Intel has previously stated that it’s upcoming ‘tock’ chip release of mobile Skylake processors is it’s most significant in a decade thanks to the impressive 15-watt thermal design power (TDP). It’s now thought likely that the 14nm chips will also bundle in Intel’s latest generation of Iris graphics, which to date have only been included in the more power hungry, high-end mobile Broadwell chips.
To put it into perspective, Iris equipped Broadwell CPUs operate at an adjustable TDP that is at best 28 watts, which suggests the new generation of chips is far more efficient. Previous generation CPUs running inside a 15-watt TDP were only available with Intel’s less performance focused HD graphics hardware.
However, it’s not clear if these new 15-watt chips with Iris will run at the same clock speeds as previous Broadwell (aka 5th-generation core) models with Iris, or if they will be clocked down to fit the lower power envelope.

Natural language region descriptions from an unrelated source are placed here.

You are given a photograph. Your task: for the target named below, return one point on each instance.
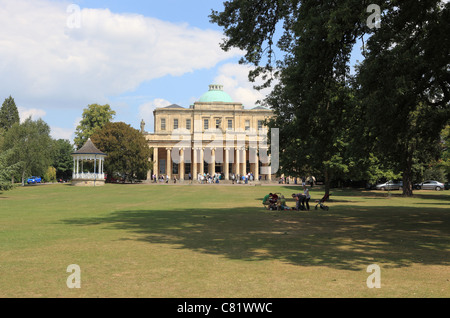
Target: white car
(430, 185)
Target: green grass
(218, 241)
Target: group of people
(305, 180)
(274, 201)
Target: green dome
(215, 94)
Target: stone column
(181, 166)
(226, 164)
(237, 163)
(256, 170)
(194, 164)
(169, 163)
(202, 160)
(212, 164)
(155, 162)
(244, 161)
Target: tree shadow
(346, 237)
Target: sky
(57, 57)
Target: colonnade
(229, 160)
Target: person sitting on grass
(282, 204)
(300, 198)
(266, 200)
(306, 197)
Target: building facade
(215, 135)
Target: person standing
(299, 197)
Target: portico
(214, 135)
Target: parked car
(34, 180)
(430, 185)
(390, 185)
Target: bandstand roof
(88, 149)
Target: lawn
(218, 241)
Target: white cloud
(34, 113)
(61, 133)
(108, 55)
(234, 78)
(146, 112)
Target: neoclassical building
(214, 135)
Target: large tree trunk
(407, 178)
(327, 182)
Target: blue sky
(133, 55)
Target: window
(260, 124)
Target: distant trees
(94, 117)
(389, 114)
(127, 150)
(9, 115)
(62, 160)
(30, 147)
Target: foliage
(6, 170)
(30, 143)
(329, 122)
(94, 117)
(404, 84)
(312, 101)
(9, 115)
(50, 174)
(127, 151)
(61, 158)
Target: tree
(30, 143)
(94, 117)
(312, 101)
(50, 174)
(127, 151)
(404, 83)
(9, 115)
(62, 160)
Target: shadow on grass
(346, 237)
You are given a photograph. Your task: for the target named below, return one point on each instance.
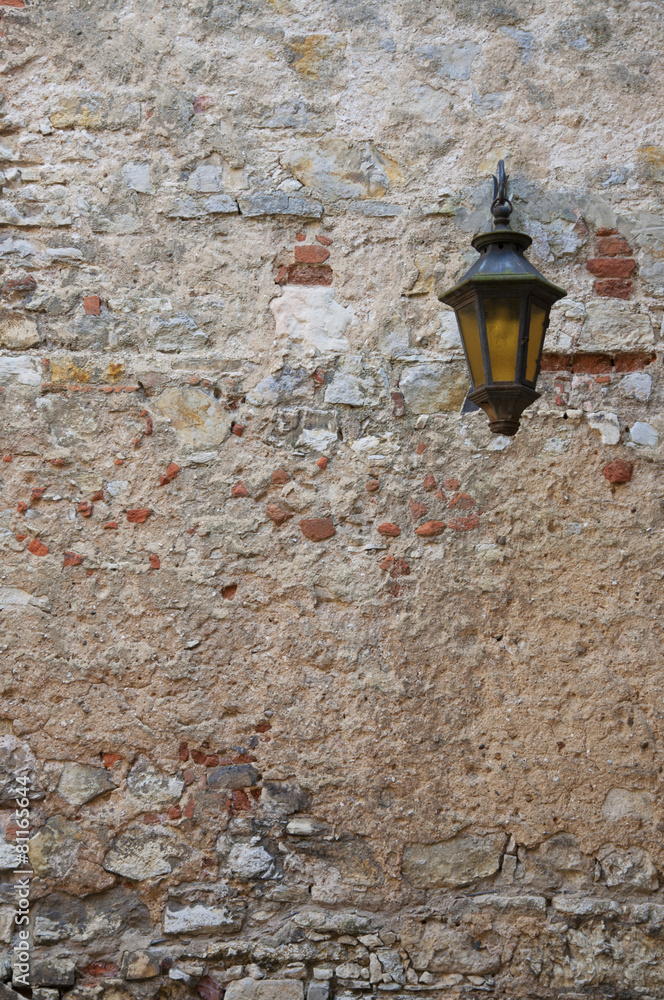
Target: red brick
(592, 364)
(465, 523)
(92, 305)
(317, 529)
(417, 509)
(277, 514)
(311, 255)
(26, 284)
(613, 288)
(389, 529)
(239, 801)
(619, 471)
(139, 515)
(37, 548)
(98, 969)
(462, 501)
(72, 559)
(202, 103)
(208, 989)
(633, 361)
(430, 529)
(556, 363)
(398, 404)
(611, 267)
(310, 274)
(612, 246)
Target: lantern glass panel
(467, 317)
(535, 337)
(502, 317)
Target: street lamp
(502, 306)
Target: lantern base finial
(503, 403)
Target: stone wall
(283, 738)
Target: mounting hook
(501, 206)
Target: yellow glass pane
(502, 332)
(467, 319)
(535, 335)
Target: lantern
(502, 306)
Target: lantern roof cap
(501, 261)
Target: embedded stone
(626, 804)
(459, 861)
(247, 861)
(139, 854)
(312, 315)
(430, 529)
(79, 783)
(606, 424)
(198, 420)
(389, 529)
(193, 918)
(152, 786)
(645, 434)
(277, 514)
(438, 948)
(317, 529)
(234, 776)
(140, 965)
(18, 333)
(265, 989)
(433, 388)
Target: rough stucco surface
(276, 750)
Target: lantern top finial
(501, 206)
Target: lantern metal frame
(502, 274)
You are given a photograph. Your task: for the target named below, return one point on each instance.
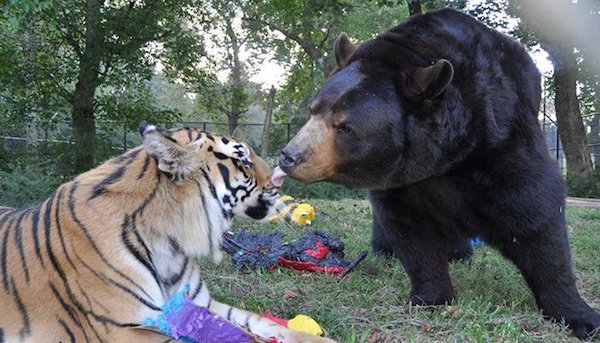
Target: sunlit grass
(369, 305)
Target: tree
(93, 42)
(302, 34)
(226, 96)
(561, 43)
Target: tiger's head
(238, 179)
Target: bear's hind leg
(544, 259)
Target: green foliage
(26, 183)
(584, 186)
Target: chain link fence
(115, 139)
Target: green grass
(369, 305)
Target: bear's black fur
(437, 117)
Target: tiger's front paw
(300, 337)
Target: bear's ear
(173, 159)
(429, 81)
(343, 49)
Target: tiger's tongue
(277, 177)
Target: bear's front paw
(430, 299)
(587, 327)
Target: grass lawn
(369, 305)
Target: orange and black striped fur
(108, 249)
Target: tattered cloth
(317, 252)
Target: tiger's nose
(289, 158)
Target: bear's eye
(342, 127)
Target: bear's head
(377, 122)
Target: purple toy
(184, 320)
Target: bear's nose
(289, 158)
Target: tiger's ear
(226, 148)
(172, 158)
(429, 81)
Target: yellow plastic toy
(300, 323)
(289, 211)
(306, 324)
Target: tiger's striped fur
(108, 249)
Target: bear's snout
(289, 158)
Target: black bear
(437, 118)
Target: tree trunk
(568, 116)
(414, 7)
(264, 147)
(237, 96)
(84, 125)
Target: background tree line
(100, 64)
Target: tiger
(109, 248)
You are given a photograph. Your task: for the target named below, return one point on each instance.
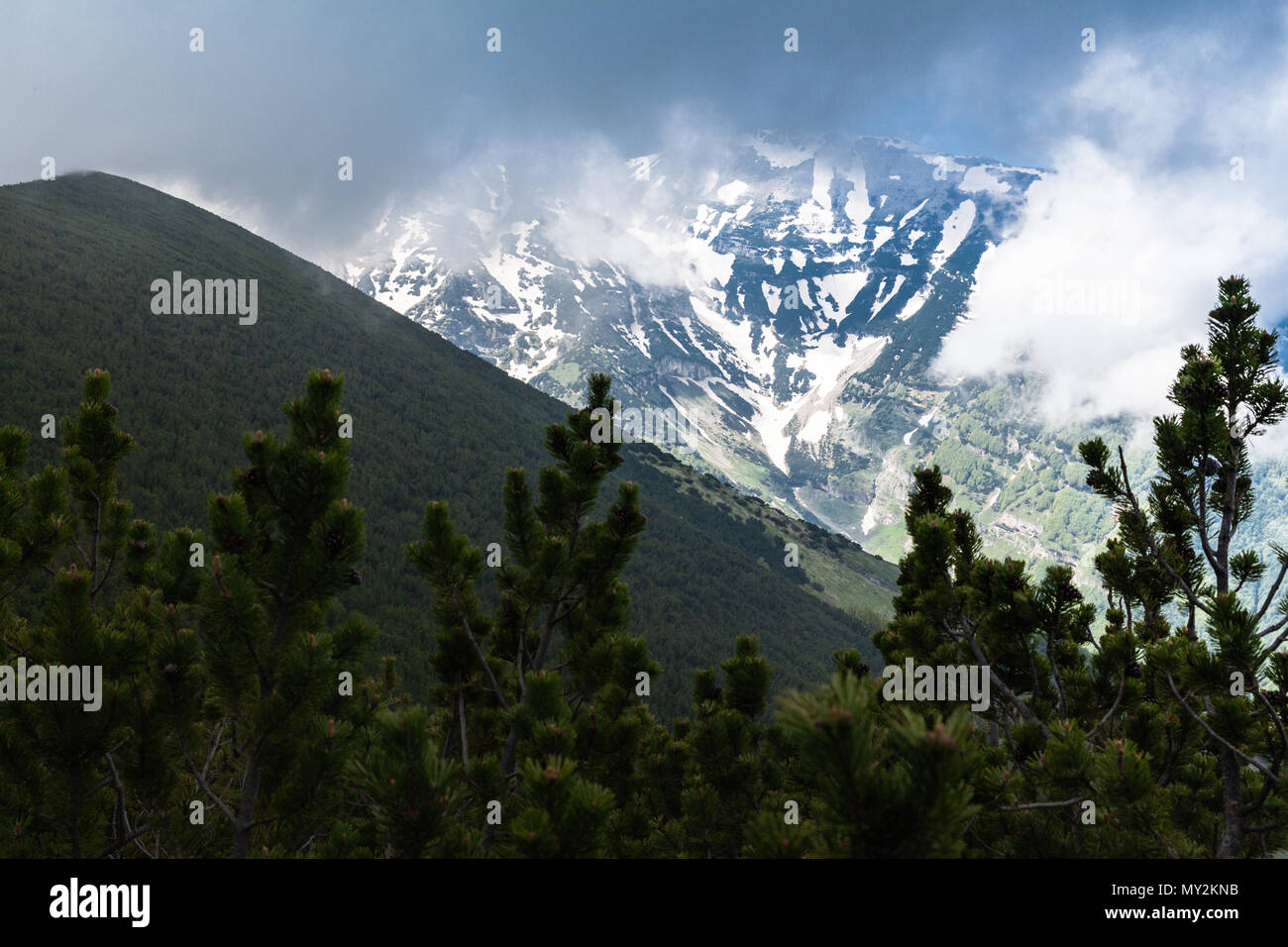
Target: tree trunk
(246, 808)
(1232, 797)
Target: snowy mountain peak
(769, 296)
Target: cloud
(1171, 178)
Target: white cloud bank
(1115, 264)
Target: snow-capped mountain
(781, 300)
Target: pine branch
(1218, 737)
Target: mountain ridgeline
(430, 421)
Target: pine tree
(274, 674)
(1179, 544)
(542, 696)
(86, 783)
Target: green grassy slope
(77, 258)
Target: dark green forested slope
(77, 258)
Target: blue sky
(1140, 133)
(408, 89)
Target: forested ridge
(248, 706)
(77, 258)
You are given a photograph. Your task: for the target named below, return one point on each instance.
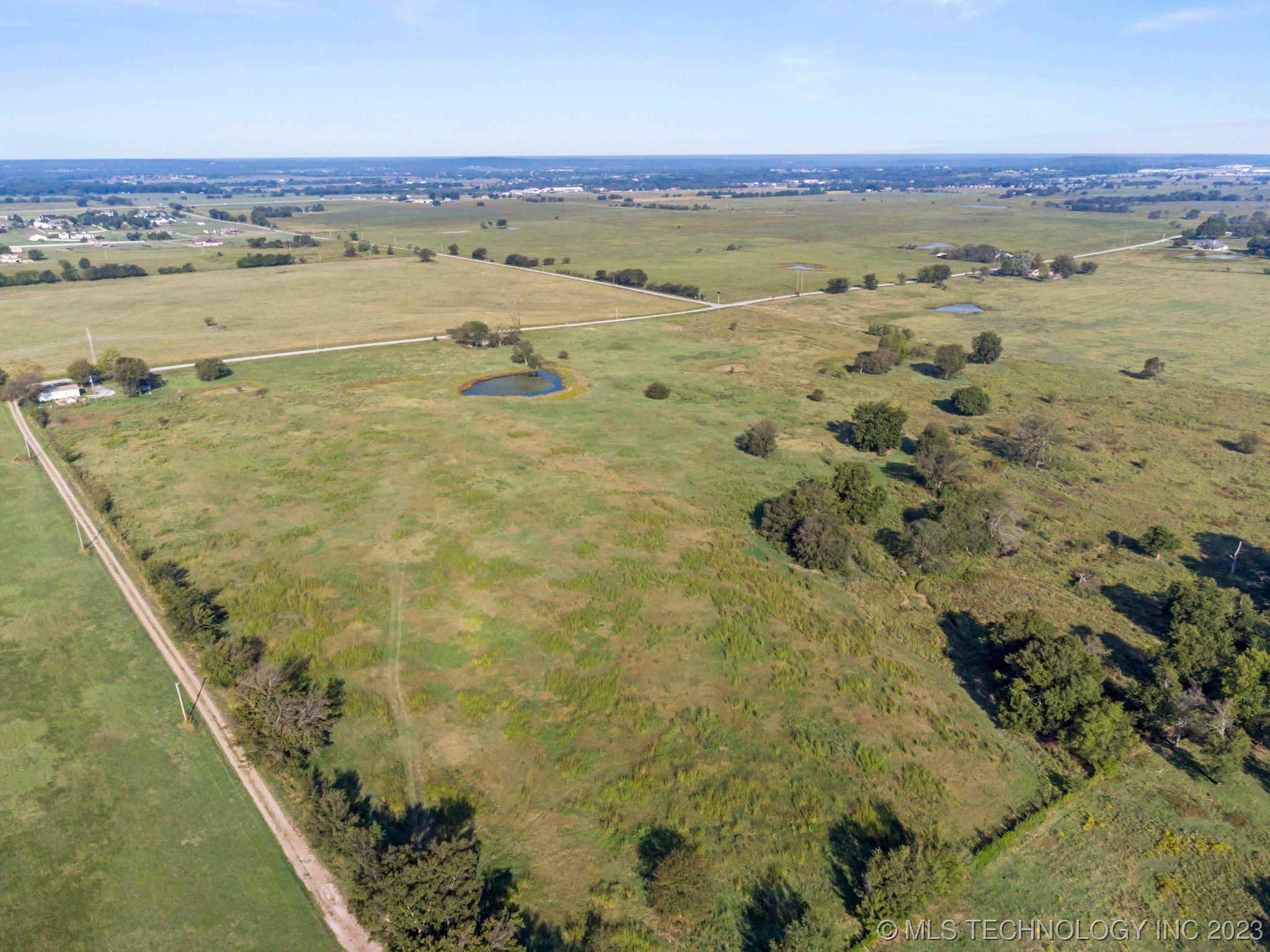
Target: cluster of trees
(211, 368)
(760, 439)
(934, 275)
(266, 260)
(812, 521)
(262, 214)
(673, 287)
(481, 334)
(1210, 678)
(296, 242)
(626, 277)
(1052, 687)
(985, 254)
(29, 277)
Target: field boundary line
(704, 307)
(309, 868)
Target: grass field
(121, 831)
(558, 609)
(162, 318)
(848, 235)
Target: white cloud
(1178, 18)
(803, 75)
(414, 13)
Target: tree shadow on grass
(1130, 660)
(771, 909)
(970, 660)
(657, 843)
(1251, 570)
(853, 840)
(842, 431)
(1143, 610)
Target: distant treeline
(267, 260)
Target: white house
(60, 391)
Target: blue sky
(296, 77)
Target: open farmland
(121, 831)
(164, 318)
(558, 611)
(846, 235)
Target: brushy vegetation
(598, 669)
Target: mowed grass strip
(164, 318)
(121, 829)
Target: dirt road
(308, 867)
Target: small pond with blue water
(516, 385)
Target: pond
(516, 385)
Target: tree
(986, 347)
(936, 461)
(812, 932)
(1157, 540)
(211, 368)
(1047, 683)
(82, 371)
(760, 439)
(282, 719)
(470, 334)
(1034, 441)
(133, 375)
(110, 357)
(1101, 735)
(1249, 442)
(874, 362)
(1064, 266)
(908, 878)
(950, 358)
(878, 427)
(431, 901)
(970, 402)
(859, 499)
(682, 888)
(1225, 754)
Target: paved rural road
(703, 309)
(310, 870)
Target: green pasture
(164, 318)
(118, 829)
(848, 235)
(558, 609)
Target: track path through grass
(310, 870)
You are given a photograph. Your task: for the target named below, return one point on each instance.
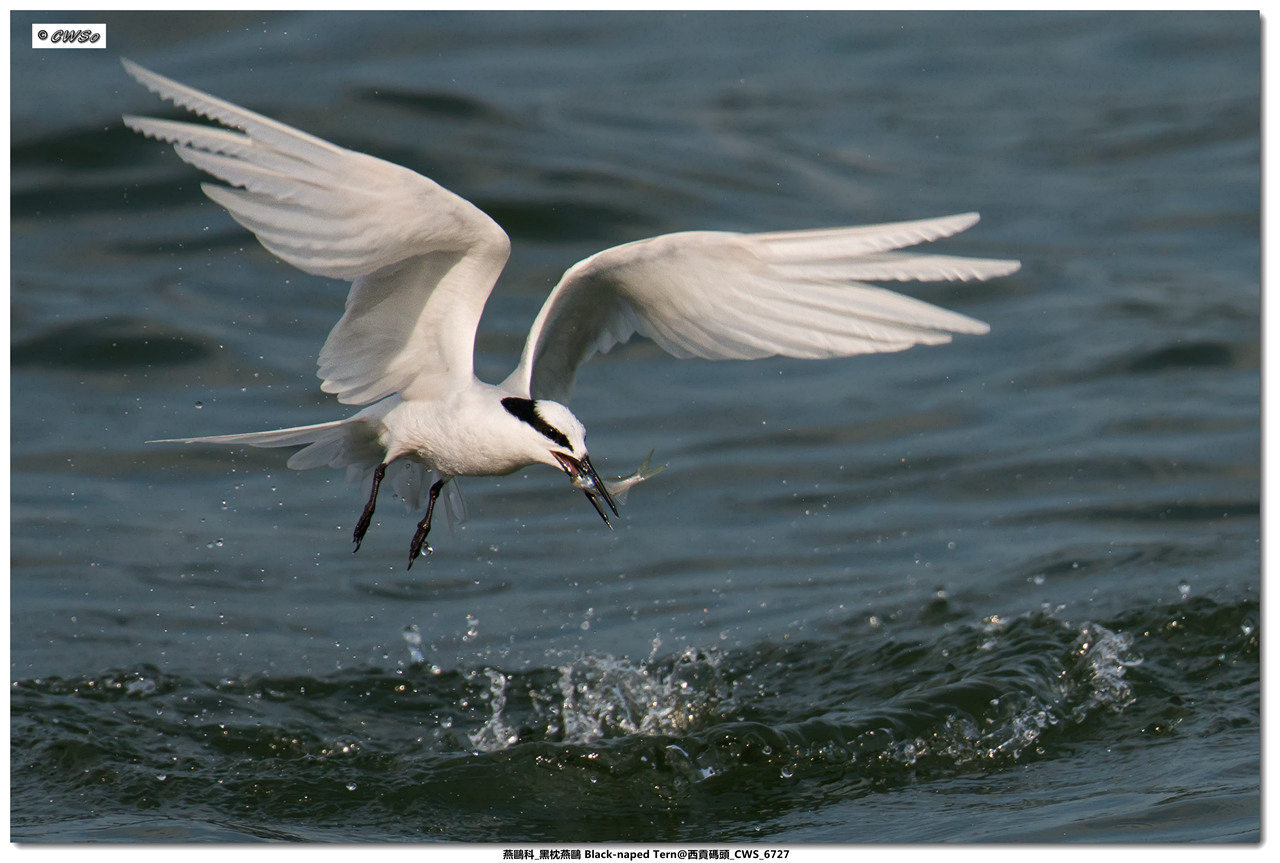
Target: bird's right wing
(727, 296)
(423, 259)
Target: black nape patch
(526, 411)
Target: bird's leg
(424, 525)
(368, 515)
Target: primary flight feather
(423, 261)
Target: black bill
(585, 478)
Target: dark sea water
(1005, 589)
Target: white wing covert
(423, 260)
(728, 296)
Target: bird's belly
(449, 441)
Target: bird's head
(562, 444)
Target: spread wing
(421, 259)
(727, 296)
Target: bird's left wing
(727, 296)
(423, 259)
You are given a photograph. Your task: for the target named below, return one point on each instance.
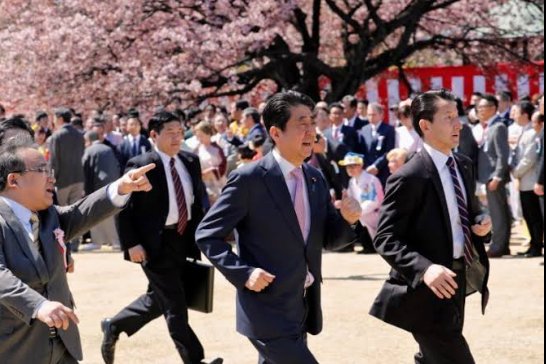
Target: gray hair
(377, 107)
(92, 136)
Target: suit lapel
(276, 184)
(24, 241)
(437, 182)
(313, 197)
(464, 169)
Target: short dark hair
(460, 107)
(14, 124)
(335, 105)
(63, 113)
(242, 105)
(277, 111)
(425, 106)
(506, 96)
(254, 113)
(527, 108)
(491, 99)
(41, 115)
(353, 102)
(158, 121)
(10, 159)
(363, 102)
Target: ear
(12, 181)
(275, 133)
(424, 125)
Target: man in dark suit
(281, 209)
(135, 143)
(37, 321)
(157, 230)
(342, 139)
(377, 139)
(67, 147)
(252, 122)
(425, 234)
(100, 167)
(352, 118)
(494, 172)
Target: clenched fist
(350, 209)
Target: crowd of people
(183, 182)
(355, 149)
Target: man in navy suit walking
(377, 140)
(282, 211)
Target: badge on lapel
(61, 245)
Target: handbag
(199, 286)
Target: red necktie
(180, 199)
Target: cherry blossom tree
(117, 54)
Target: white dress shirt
(23, 215)
(286, 169)
(440, 161)
(172, 217)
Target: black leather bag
(199, 285)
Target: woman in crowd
(213, 160)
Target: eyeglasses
(50, 173)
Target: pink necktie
(299, 199)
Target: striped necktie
(180, 199)
(463, 212)
(35, 224)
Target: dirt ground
(511, 332)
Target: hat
(352, 159)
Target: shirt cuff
(35, 313)
(114, 196)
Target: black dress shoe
(533, 254)
(109, 341)
(214, 361)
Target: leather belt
(459, 264)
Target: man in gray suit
(494, 172)
(67, 147)
(37, 321)
(100, 167)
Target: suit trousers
(165, 296)
(501, 218)
(67, 196)
(447, 346)
(288, 350)
(59, 354)
(533, 217)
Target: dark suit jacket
(257, 130)
(67, 146)
(27, 278)
(142, 222)
(468, 145)
(125, 150)
(414, 233)
(100, 167)
(375, 150)
(256, 202)
(494, 155)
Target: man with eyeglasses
(37, 320)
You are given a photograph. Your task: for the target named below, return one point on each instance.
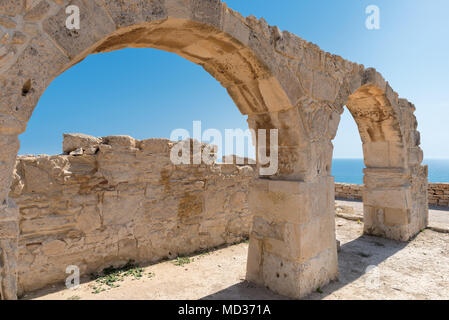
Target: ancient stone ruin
(116, 199)
(277, 79)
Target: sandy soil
(415, 270)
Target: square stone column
(292, 248)
(9, 235)
(395, 203)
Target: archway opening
(107, 201)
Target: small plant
(181, 261)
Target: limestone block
(95, 24)
(209, 12)
(74, 141)
(131, 12)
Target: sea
(351, 170)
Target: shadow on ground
(355, 257)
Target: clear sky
(148, 93)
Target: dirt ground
(415, 270)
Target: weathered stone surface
(276, 78)
(74, 141)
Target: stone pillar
(394, 203)
(9, 235)
(292, 248)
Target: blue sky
(148, 93)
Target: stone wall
(113, 199)
(438, 193)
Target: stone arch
(395, 191)
(276, 78)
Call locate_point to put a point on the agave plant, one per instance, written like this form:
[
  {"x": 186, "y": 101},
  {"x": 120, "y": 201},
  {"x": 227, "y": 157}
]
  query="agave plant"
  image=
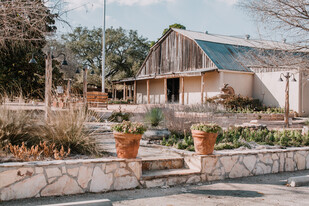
[{"x": 154, "y": 116}]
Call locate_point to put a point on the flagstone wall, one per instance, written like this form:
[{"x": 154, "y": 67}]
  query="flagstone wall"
[{"x": 50, "y": 178}]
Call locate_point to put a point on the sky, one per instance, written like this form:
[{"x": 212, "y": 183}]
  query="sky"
[{"x": 151, "y": 17}]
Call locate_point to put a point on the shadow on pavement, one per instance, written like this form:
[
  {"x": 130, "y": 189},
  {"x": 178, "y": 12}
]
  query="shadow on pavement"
[{"x": 232, "y": 193}]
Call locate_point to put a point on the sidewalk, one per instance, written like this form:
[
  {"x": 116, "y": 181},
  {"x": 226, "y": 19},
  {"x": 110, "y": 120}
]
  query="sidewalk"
[{"x": 259, "y": 190}]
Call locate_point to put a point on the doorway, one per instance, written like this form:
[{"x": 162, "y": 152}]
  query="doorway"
[{"x": 173, "y": 90}]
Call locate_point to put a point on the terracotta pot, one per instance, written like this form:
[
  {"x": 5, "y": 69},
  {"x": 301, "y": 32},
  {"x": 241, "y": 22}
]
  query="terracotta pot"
[
  {"x": 127, "y": 144},
  {"x": 204, "y": 142}
]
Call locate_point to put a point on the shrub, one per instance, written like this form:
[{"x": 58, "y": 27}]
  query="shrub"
[
  {"x": 129, "y": 128},
  {"x": 154, "y": 116},
  {"x": 64, "y": 129},
  {"x": 209, "y": 128}
]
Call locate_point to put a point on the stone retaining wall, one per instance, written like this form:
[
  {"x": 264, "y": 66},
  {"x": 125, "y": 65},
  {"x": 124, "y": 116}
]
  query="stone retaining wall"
[
  {"x": 50, "y": 178},
  {"x": 227, "y": 119},
  {"x": 242, "y": 164}
]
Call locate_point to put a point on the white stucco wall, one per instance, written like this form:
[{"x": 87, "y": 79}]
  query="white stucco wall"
[
  {"x": 141, "y": 92},
  {"x": 242, "y": 83},
  {"x": 192, "y": 88},
  {"x": 271, "y": 92},
  {"x": 156, "y": 91}
]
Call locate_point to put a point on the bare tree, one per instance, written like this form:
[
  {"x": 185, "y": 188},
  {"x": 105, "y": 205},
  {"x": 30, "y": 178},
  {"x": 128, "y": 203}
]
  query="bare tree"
[
  {"x": 27, "y": 20},
  {"x": 291, "y": 17}
]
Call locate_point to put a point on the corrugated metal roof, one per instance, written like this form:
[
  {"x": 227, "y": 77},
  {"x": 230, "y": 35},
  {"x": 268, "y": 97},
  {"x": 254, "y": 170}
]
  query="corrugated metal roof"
[
  {"x": 230, "y": 57},
  {"x": 234, "y": 40}
]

Whether that is the case or not, Intel’s Iris hardware is not going to make whatever system it ends up in a graphical power house. Those wanting to play high-resolution AAA games at anything but a snail pace slideshow will need a dedicated GPU as well, but performance on systems equipped with just the on board graphics should be more than enough for the average end user.
Skylake hardware will, like previous generations, come in three Core flavors; the maximum-performance i7, the more mainstream i5 and the economy end of the spectrum, the i3 range. Fudzilla suggests that it is likely the high end versions of the new generation will include the Iris hardware, though it isn’t clear if the entire range will utilize it.
The first batch of 14nm CPUs will become available towards the end of this year, with Intel said to be launching four Skylake processors in Q4 2015, and a second round of four coming by the end of Q1 2016.